For all the future Dad's of little girls, heed Chris' advice: keep 'em off tha pole! 

ok, now go enjoy your electronics, sports, and big piece of chicken.

Wednesday, June 15, 2011

"Go Tha F@$! to Sleep!"

ha HA! This one is definitely dedicated to my nieces Zoey (7) and Asha (2) who do all things possible to stay awake when it's time for them to go to sleep. I mean, do they think they're going to miss something after the hour of 9 p.m.? I heard a snippet of this nursery rhyme read by Samuel L. Jackson for the new millennium on  Frank Ski and Wanda morning show.  The lifestyle coach himself Kenny Burns apparently is filling in for Frank and had me jammin' on my ride back from dropping my brother off in Alpharetta might I add.

With the spirit of Pulp Fiction and Afro Samurai, Sam says what parents really want to say to their kids after they've worked the last nerve.... in a loving way of course (lol). Anyway, it made me laugh....

enjoy

Sunday, June 12, 2011

Judge Me Tender

I was so inspired by Lady GaGa on 60 minutes last Sunday. I mean, it wasn't exactly what I expected, but it was a pleasant surprise.
Ironically a piece about judgement starts with one... 

When I think "rock and roll" my little brain pictures lots of leather, trashy clothes, cocaine, cigarrette smoke, casual sex, and lewd lyrics. If you catched the entire interview, GaGa didn't disappoint including all the above elements in the 3 months it took to shoot the segment. She showed advance maturity for her (reported) 25 years and remained genuine with her emotions; humble about her celebrity. I noticed how no question seemed to catch her off guard. As if she was expecting to be asked about her sex life, early drug use, and super provocative sense of style. She explained that there are plenty of perceptions about her as a person and an artist. And if you're looking for something to talk about, she's not going to make you dig. She's laying all out for us on a platter. Her music is all about self acceptance and empowering the missundersood. I really appreciated all 12 plus hours of filming for the crew to edit, sharing intimate footage, her first apartment, and her favorite bars. Offering to us her world and life with us.
I feel I can relate so well to this frame of thinking because that's exactly how I feel about my writing. I never wanted to be a "blogger"; sharing elaborate pieces of pure randomness. But throughout the years, I've been in plenty of interesting situations, seen enough drama, and I'm ready to be done with the burdens of judgement from others.
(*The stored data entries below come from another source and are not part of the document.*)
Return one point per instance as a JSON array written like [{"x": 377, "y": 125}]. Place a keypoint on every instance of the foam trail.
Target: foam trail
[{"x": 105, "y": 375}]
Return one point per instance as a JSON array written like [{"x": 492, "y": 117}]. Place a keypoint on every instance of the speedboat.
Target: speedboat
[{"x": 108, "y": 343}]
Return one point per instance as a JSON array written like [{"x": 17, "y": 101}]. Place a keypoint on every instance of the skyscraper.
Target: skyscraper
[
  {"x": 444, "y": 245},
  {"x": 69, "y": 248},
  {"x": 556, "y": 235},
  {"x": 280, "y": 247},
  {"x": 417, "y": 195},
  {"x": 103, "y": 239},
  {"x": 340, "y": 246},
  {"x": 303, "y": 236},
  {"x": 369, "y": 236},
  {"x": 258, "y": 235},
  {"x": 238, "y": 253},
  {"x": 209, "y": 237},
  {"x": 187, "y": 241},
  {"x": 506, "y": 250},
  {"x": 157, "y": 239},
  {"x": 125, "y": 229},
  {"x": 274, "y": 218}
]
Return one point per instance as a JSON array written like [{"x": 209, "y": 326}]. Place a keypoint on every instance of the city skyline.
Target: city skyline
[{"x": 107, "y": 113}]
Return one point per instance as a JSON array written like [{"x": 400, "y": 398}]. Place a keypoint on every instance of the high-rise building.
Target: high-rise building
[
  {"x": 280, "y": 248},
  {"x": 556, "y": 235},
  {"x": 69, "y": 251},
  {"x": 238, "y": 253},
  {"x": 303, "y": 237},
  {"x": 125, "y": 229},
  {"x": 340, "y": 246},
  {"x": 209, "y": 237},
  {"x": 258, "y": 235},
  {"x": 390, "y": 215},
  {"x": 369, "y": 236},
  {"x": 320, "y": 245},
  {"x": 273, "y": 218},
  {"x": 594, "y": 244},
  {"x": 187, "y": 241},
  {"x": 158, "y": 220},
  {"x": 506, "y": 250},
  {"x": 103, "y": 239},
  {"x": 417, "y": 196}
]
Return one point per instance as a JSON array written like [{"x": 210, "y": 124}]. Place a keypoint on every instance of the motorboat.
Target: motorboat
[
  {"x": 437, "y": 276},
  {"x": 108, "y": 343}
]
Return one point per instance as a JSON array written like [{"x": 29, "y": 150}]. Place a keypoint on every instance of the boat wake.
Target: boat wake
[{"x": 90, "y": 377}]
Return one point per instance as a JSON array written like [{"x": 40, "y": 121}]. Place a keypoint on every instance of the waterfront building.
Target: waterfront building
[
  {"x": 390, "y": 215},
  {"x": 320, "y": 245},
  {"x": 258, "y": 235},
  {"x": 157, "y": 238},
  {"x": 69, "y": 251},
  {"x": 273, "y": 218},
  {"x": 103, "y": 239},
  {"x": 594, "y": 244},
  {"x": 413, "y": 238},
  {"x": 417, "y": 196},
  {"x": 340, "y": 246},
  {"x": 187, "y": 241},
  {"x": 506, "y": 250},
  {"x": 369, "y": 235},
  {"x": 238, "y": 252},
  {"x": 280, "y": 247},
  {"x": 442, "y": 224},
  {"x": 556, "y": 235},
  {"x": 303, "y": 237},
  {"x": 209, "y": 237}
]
It seems that most would be considered guilty of whatever was being said about them in the street. The facts of the matter are irrelevant, and the stigma that serves as entertainment for the masses, is a handicap for the person in question. Writing is my freedom with the blank page playing the playground for my words. I set the tone and beat the critics to what they think they know about me and my current situation(s).
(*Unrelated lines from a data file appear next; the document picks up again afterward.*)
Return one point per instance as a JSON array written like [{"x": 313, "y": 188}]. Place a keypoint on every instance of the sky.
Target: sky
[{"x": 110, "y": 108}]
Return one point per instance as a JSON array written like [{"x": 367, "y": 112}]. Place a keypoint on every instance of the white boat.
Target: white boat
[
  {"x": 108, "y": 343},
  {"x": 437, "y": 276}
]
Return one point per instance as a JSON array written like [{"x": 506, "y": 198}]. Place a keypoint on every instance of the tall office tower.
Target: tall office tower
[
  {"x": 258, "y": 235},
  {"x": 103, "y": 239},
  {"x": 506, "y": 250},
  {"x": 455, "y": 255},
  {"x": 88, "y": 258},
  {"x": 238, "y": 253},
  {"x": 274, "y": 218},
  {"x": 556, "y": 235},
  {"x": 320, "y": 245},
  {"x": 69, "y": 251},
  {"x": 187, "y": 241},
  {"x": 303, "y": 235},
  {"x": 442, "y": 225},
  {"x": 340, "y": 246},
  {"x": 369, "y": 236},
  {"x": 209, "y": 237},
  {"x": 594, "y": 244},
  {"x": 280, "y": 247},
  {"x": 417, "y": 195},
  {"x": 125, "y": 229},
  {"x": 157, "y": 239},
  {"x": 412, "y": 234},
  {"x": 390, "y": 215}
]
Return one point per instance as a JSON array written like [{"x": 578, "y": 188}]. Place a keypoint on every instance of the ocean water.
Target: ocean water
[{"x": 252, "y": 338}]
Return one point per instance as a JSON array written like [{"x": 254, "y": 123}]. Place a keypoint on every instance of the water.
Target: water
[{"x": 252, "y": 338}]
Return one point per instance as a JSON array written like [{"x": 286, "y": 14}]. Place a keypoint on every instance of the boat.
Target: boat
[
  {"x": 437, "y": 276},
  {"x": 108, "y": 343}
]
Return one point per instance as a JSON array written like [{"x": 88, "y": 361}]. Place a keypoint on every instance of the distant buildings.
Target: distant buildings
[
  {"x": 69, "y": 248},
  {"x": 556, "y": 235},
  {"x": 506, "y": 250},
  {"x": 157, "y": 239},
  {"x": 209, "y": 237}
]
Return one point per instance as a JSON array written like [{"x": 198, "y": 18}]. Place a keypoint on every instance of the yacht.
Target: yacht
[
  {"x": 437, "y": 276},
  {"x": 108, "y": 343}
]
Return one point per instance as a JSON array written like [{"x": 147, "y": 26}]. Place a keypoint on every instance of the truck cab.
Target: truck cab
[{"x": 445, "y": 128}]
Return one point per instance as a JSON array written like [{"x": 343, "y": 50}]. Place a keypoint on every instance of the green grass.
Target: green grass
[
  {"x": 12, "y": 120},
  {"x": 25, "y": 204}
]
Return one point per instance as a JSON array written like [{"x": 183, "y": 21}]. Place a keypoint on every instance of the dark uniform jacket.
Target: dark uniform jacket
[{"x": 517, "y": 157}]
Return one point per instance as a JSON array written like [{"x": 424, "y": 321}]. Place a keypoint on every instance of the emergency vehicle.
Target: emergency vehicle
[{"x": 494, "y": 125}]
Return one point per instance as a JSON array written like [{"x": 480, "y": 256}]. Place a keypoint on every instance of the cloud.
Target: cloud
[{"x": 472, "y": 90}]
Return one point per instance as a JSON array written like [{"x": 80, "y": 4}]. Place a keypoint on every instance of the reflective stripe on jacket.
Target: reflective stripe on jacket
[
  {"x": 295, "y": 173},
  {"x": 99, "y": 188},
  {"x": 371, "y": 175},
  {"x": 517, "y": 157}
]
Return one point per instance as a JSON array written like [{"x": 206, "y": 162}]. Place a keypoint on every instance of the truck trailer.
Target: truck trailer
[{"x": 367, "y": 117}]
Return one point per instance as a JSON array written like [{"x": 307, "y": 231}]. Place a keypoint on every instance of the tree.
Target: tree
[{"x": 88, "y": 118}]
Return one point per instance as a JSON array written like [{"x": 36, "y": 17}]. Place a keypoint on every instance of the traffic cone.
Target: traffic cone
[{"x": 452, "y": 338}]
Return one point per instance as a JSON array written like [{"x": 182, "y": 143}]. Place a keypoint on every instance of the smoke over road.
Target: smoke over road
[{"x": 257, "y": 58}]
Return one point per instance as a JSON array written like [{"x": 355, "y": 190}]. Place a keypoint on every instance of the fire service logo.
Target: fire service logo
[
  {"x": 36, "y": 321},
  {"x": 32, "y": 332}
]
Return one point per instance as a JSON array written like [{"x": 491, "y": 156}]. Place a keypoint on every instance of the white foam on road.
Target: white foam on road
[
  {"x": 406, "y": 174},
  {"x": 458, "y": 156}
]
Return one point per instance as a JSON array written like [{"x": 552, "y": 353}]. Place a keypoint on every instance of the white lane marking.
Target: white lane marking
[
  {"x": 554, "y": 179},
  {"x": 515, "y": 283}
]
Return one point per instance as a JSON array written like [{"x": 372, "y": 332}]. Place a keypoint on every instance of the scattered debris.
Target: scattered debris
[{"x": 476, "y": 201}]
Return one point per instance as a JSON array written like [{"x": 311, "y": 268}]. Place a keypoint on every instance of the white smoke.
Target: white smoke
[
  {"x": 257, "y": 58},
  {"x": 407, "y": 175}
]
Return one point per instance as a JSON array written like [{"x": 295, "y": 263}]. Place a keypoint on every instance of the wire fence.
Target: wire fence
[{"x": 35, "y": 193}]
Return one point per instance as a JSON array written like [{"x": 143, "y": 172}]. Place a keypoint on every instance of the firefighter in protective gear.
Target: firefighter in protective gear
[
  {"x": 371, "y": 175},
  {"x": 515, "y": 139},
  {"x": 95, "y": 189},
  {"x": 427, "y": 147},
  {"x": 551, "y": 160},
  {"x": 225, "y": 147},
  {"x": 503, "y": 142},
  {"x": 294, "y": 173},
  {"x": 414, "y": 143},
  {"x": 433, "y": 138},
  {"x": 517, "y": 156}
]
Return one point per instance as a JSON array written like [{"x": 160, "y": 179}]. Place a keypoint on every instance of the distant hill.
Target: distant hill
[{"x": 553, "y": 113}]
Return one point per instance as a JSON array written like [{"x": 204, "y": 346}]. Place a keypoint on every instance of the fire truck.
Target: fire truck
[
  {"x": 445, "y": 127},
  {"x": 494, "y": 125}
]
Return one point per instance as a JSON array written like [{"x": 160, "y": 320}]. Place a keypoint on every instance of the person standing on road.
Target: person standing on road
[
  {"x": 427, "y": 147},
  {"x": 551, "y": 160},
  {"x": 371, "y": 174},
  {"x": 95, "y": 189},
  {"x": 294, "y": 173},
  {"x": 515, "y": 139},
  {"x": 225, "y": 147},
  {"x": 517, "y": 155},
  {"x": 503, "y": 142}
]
So why air dirty laundry? Why put yourself out there like that? There's a saying that goes: "that which is most personal is most common". As I write my wrongs, I not only forgive myself for poor choices, I help liberate someone else to do the same. I'm not always right, but I don't always fuck up. This is my story. My declaration of personal independence. And I am proud to say: I no longer depend on your judgement.